Author Mr M. Posted September 1, 2007 Author Posted September 1, 2007 Yes, I agree with you! To me your reasoning is very logical. BTW, today it's a little over 6 days that my wife is not talking to me.....WTF! I guess she is expecting me to say something first.....I don't know. I am curious to see how far she is willing to bring this argument. Also, a couple of hours ago I saw my landlord in the parking lot. Thank God my wife wasn't there with me! He said "hi", I said "hi".....end of the story. Being nice would have been replying "hi, how are you today? And your family? Everything ok?"......but I haven't said anything like that since my wife started having problems with him. I my opinion being mature means just saying "hi" every time I find him in front of my face or we are stuck together in the elevator (for example). Should he start asking me any questions, I would feel compelled to reply. I can stop being nice to him, but I won't start being rude..........there is no need.
michelangelo Posted September 1, 2007 Posted September 1, 2007 Ok, I'm with Justice here who pointed out that there may be an underlying conflict your wife has not told you about. That aside, is your wife in the habit of having enemies and being a drama queen? If so, my next suggestion will not work. The cycle will be repeated. But if she is not a drama queen who makes enemies, I suggest moving.
annabelle75 Posted September 1, 2007 Posted September 1, 2007 Yes, I agree with you! To me your reasoning is very logical. BTW, today it's a little over 6 days that my wife is not talking to me.....WTF! I guess she is expecting me to say something first.....I don't know.
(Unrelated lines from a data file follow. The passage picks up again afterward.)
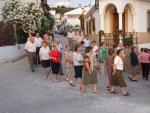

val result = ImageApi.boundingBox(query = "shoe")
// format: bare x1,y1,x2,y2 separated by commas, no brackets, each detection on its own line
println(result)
70,83,75,87
32,70,35,72
107,86,111,91
53,79,58,82
132,80,138,82
122,93,130,96
128,76,132,81
110,91,118,94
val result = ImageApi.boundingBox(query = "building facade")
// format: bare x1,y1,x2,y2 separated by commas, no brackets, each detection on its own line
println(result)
81,0,150,48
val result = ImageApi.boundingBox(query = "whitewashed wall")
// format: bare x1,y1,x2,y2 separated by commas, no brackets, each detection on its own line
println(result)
0,0,4,21
67,18,80,26
93,9,100,34
0,44,25,64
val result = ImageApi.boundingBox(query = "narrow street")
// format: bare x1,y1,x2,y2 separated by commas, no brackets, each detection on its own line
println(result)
0,37,150,113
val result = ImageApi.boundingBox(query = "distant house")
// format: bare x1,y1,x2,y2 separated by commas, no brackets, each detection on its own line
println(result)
64,7,89,27
0,0,47,21
79,5,100,38
80,0,150,48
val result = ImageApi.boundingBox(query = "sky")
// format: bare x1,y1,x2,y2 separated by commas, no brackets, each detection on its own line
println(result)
47,0,95,7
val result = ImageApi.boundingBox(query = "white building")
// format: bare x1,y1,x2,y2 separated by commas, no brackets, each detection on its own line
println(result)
81,0,150,48
0,0,42,21
80,5,100,38
64,7,91,26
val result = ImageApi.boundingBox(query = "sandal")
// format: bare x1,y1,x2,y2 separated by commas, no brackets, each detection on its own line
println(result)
93,91,100,95
110,91,118,94
107,86,111,91
70,84,75,87
80,89,86,93
122,93,130,96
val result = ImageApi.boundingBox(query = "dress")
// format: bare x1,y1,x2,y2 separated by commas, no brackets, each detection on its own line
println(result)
106,56,113,82
112,56,127,88
49,49,61,74
65,51,73,75
83,55,97,85
73,52,83,78
39,47,50,68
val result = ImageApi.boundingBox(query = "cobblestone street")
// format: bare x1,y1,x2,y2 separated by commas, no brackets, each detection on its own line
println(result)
0,36,150,113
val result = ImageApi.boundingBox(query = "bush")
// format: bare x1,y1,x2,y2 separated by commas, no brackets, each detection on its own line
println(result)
0,21,26,46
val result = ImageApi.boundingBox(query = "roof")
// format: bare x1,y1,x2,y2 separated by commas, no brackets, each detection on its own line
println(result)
65,8,83,15
65,6,91,15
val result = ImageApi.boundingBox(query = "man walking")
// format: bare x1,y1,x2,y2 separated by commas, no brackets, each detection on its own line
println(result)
25,36,36,72
35,32,43,66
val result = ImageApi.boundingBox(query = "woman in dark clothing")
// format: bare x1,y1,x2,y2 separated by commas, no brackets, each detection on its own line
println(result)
128,47,138,82
81,47,99,95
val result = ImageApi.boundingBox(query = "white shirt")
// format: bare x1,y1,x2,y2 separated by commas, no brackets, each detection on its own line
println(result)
114,56,123,70
93,45,98,56
25,41,36,52
35,37,43,47
39,47,50,60
83,39,91,47
73,52,83,66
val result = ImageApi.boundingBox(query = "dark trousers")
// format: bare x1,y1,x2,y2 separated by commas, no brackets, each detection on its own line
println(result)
27,52,36,71
141,63,150,80
35,47,41,65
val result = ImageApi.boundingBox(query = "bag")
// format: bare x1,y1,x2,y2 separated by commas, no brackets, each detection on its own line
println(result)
96,48,107,63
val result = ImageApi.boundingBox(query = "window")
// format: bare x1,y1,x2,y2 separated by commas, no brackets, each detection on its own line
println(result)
147,11,150,32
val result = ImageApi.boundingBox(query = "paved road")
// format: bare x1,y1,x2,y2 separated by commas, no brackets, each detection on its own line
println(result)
0,36,150,113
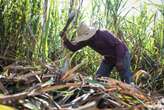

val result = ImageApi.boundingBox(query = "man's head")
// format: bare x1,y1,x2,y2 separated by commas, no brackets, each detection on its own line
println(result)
75,23,97,42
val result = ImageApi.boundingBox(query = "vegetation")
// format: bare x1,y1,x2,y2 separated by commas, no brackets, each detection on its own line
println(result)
0,0,164,90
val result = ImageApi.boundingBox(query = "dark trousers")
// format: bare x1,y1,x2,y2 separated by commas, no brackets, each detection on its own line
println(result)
96,51,132,84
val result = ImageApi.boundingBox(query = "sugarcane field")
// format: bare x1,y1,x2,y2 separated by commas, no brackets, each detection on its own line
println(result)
0,0,164,110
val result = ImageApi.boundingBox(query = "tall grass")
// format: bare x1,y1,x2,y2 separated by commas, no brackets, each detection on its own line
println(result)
0,0,164,89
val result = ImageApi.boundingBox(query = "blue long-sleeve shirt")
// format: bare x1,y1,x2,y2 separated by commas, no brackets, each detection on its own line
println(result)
64,30,128,64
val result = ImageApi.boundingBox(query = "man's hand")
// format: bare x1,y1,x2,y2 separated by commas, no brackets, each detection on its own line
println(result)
60,32,67,40
116,62,124,72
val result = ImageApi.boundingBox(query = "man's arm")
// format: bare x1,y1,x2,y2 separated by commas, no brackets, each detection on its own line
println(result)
116,43,125,72
63,35,88,52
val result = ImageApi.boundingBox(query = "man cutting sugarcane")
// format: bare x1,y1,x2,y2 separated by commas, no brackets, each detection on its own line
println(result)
61,23,132,83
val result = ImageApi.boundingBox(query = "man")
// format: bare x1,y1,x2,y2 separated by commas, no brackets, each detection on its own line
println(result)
62,23,132,84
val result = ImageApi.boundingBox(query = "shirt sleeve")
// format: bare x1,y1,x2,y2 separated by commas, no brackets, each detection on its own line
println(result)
64,39,87,52
116,41,125,63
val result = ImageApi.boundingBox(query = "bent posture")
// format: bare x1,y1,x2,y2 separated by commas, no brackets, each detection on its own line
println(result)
62,23,132,83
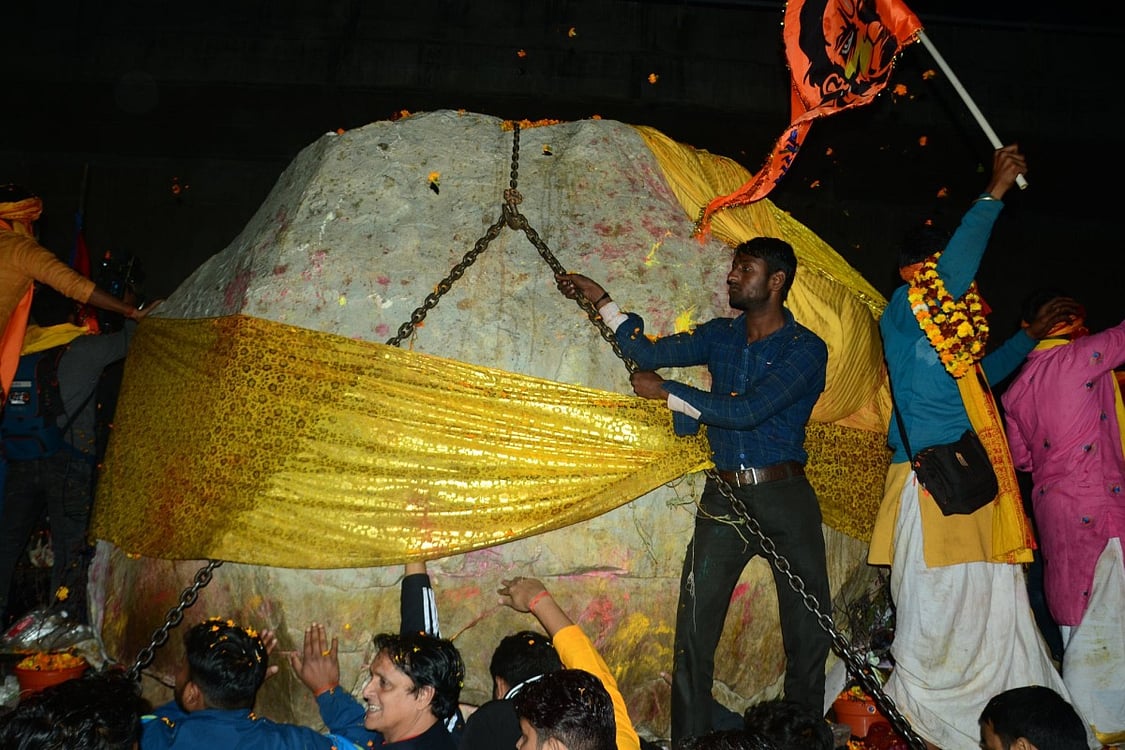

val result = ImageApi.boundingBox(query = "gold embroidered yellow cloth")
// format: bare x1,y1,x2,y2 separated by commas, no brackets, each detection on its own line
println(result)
92,315,711,568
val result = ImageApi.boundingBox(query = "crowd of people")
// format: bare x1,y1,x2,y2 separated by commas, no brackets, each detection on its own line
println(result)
0,140,1125,750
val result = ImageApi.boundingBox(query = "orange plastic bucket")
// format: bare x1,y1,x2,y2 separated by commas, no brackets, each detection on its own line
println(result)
833,698,890,740
16,663,90,698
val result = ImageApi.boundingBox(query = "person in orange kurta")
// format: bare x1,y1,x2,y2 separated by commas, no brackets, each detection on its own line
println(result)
0,184,155,532
0,184,152,396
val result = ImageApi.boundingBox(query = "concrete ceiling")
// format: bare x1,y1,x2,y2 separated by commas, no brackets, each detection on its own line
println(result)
0,0,1125,330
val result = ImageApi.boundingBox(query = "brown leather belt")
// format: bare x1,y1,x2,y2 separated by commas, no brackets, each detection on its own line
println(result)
717,461,804,487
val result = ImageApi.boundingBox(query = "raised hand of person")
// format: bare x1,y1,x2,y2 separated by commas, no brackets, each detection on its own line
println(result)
287,623,340,695
555,273,610,307
984,144,1027,200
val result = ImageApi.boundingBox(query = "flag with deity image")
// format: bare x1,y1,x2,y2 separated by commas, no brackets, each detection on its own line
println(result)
700,0,921,232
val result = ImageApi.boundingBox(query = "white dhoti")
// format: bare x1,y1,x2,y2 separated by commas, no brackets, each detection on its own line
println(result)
1062,537,1125,744
885,476,1070,750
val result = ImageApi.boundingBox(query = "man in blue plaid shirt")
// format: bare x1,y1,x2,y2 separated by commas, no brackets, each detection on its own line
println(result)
556,237,830,747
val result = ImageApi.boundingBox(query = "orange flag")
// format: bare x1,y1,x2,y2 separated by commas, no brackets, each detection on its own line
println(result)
700,0,921,232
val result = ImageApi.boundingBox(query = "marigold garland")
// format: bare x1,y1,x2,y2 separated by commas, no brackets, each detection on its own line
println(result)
907,253,988,378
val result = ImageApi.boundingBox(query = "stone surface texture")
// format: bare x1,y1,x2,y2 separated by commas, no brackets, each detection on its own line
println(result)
95,110,871,738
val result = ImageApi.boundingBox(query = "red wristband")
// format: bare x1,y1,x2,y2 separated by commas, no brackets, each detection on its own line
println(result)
528,589,550,612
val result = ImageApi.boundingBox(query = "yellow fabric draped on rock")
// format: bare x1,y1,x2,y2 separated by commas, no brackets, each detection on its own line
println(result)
92,315,710,568
92,123,890,568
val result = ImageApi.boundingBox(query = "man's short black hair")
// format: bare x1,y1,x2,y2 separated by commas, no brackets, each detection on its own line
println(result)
735,237,797,300
0,670,150,750
1019,287,1070,323
980,685,1089,750
743,701,836,750
512,669,618,750
899,224,950,269
183,617,270,711
488,630,563,687
375,633,465,721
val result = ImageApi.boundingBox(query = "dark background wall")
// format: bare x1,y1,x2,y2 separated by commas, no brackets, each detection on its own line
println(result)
0,0,1125,333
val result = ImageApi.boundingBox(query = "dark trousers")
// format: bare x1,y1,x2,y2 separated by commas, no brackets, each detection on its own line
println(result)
672,477,831,747
0,449,93,623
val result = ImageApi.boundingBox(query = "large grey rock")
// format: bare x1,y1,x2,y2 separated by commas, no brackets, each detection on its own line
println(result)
96,111,866,737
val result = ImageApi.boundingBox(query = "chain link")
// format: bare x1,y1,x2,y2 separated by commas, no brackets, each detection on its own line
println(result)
129,123,928,750
707,469,928,750
387,123,927,750
126,560,223,680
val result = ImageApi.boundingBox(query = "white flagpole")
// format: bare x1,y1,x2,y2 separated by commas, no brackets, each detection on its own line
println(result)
918,30,1027,190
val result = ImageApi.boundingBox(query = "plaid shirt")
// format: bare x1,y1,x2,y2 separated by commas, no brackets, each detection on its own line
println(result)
617,309,828,471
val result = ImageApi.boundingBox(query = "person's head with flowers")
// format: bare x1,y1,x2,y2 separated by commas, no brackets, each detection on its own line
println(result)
174,617,269,713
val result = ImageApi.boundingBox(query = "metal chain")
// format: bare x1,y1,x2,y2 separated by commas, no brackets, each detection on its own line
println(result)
387,123,927,750
707,469,928,750
126,560,223,680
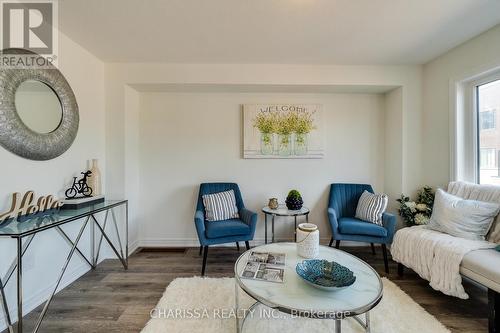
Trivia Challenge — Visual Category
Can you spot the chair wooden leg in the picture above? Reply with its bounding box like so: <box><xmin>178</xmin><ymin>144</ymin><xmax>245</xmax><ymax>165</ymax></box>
<box><xmin>488</xmin><ymin>289</ymin><xmax>500</xmax><ymax>333</ymax></box>
<box><xmin>201</xmin><ymin>245</ymin><xmax>208</xmax><ymax>276</ymax></box>
<box><xmin>382</xmin><ymin>244</ymin><xmax>389</xmax><ymax>274</ymax></box>
<box><xmin>398</xmin><ymin>263</ymin><xmax>405</xmax><ymax>276</ymax></box>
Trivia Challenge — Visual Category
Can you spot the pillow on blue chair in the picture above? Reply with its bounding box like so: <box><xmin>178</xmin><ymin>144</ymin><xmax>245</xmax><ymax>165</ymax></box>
<box><xmin>355</xmin><ymin>191</ymin><xmax>389</xmax><ymax>225</ymax></box>
<box><xmin>202</xmin><ymin>190</ymin><xmax>240</xmax><ymax>221</ymax></box>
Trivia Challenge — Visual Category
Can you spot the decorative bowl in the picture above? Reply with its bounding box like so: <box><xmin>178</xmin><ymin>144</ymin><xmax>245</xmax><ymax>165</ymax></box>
<box><xmin>295</xmin><ymin>259</ymin><xmax>356</xmax><ymax>291</ymax></box>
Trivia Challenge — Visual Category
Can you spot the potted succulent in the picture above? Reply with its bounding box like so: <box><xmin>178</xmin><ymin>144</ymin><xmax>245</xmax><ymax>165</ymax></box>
<box><xmin>285</xmin><ymin>190</ymin><xmax>304</xmax><ymax>210</ymax></box>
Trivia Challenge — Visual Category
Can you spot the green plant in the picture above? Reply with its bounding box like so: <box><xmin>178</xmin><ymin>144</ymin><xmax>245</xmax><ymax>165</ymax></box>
<box><xmin>396</xmin><ymin>186</ymin><xmax>435</xmax><ymax>226</ymax></box>
<box><xmin>286</xmin><ymin>190</ymin><xmax>302</xmax><ymax>199</ymax></box>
I am curious to see how far she is willing to bring this argument. Also, a couple of hours ago I saw my landlord in the parking lot. Thank God my wife wasn't there with me! He said "hi", I said "hi".....end of the story. Being nice would have been replying "hi, how are you today? And your family? Everything ok?"......but I haven't said anything like that since my wife started having problems with him. I my opinion being mature means just saying "hi" every time I find him in front of my face or we are stuck together in the elevator (for example). Should he start asking me any questions, I would feel compelled to reply. I can stop being nice to him, but I won't start being rude..........there is no need. 6 days of not talking to you is ludicrous. I don't care what you did. Her little silent tantrum is extremely childish. My parents use to conduct seminars on marriage counseling (my father is a pastor and they are both in the ministry). They say that that kind of behavior is wrong no matter what the reason. She is manipulating you and it is not healthy. Does she have any idea of what kind of damage she will do to the marriage if she continues to act like this? I really don't think that what happened in the first place excuses her behavior now. It doesn't really matter who is right and who is wrong, what she is doing now is extreme and damaging. If you let her get away with it now, this is how she will handle every disagreement you have in the future.